Spatiotemporal control of microRNA function using light-activated antagomirs

Abstract

MicroRNAs (miRNAs) are small non-coding RNAs that act as post-transcriptional gene regulators and have been shown to regulate many biological processes including embryonal development, cell differentiation, apoptosis, and proliferation. Variations in the expression of certain miRNAs have been linked to a wide range of human diseases - especially cancer - and the diversity of miRNA targets suggests that they are involved in various cellular networks. Several tools have been developed to control the function of individual miRNAs and have been applied to study their biogenesis, biological role, and therapeutic potential; however, common methods lack a precise level of control that allows for the study of miRNA function with high spatial and temporal resolution. Light-activated miRNA antagomirs for mature miR-122 and miR-21 were developed through the site-specific installation of caging groups on the bases of selected nucleotides. Installation of caged nucleotides led to complete inhibition of the antagomir-miRNA hybridization and thus inactivation of antagomir function. The miRNA-inhibitory activity of the caged antagomirs was fully restored upon decaging through a brief UV irradiation. The synthesized antagomirs were applied to the photochemical regulation of miRNA function in mammalian cells. Moreover, spatial control over antagomir activity was obtained in mammalian cells through localized UV exposure. The presented approach enables the precise regulation of miRNA function and miRNA networks with unprecedented spatial and temporal resolution using UV irradiation and can be extended to any miRNA of interest.

Figure 1

Light-activation of miR-122 inhibition and subsequent luciferase expression by decaging of a miR-122 antagomir in Huh7 cells. Cells were transfected with the caged and non-caged miR-122 antagomir, and UV irradiation (365 nm, 25 W) for 5 min efficiently activated antagomir function.

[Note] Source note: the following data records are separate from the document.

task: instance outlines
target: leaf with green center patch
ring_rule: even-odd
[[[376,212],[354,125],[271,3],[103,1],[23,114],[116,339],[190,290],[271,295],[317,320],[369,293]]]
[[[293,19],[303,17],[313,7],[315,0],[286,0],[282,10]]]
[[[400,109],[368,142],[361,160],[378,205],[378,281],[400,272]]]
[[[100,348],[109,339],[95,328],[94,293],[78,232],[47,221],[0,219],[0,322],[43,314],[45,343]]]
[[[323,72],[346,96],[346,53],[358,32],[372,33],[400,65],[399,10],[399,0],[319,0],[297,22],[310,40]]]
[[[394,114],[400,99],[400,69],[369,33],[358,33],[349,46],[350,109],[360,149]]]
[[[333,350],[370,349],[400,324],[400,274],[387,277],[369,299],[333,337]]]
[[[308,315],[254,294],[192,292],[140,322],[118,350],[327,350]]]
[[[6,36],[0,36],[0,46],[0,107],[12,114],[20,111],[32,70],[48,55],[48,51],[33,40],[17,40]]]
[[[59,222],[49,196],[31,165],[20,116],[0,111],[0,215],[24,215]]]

The error bars represent standard deviations from three independent experiments.

Figure 2

Light-activation of miR-21 inhibition and subsequent luciferase expression by decaging of a miR-21 antagomir in Huh7 cells. Cells were transfected with the caged and non-caged miR-21 antagomir, and UV irradiation (365 nm, 25 W) for 5 min efficiently activated antagomir function. The error bars represent standard deviations from three independent experiments.

Figure 3

Temporal control over miR-21 inhibition and subsequent luciferase expression by decaging of a miR-21 antagomir in Huh7 cells. Cells were transfected with the caged miR-21 antagomir, and were irradiated (365 nm, 5 min) at 0, 12, 24, 36, 42, and 46 hours post transfection. The error bars represent standard deviations from three independent experiments.

Figure 4

Light-activation of EGFP expression by decaging of a miR-21 antagomir in Huh7 cells transiently transfected with an EFGP sensor for miR-21 function. UV irradiation (365 nm, 5 min) restored antagomir activity and inhibited miR-21 function. The miR-122 antagomir was used as a negative control since it shows no crossreactivity with the reporter.

Figure 5

Spatial activation of EGFP expression by decaging of a miR-21 antagomir in a localized fashion. Huh7 cells were co-transfected with an EGFP sensor for miR-21 function and the caged miR-21 antagomir (100 pmol). Cells were irradiated at 365 nm using a LED fiber optics probe (Prizmatix) and were imaged after 48 hrs on a Zeiss Axio Observer inverted microscope (10× objective, 2×2 tile scan). The EGFP channel and corresponding bright field images are shown.

Scheme 1

Regulation of gene expression through photocontrol of endogenous miRNAs with nucleobase-caged antagomirs.

Scheme 2

Synthesis of the NPOM-caged 2′OMe U phosphoramidite 7.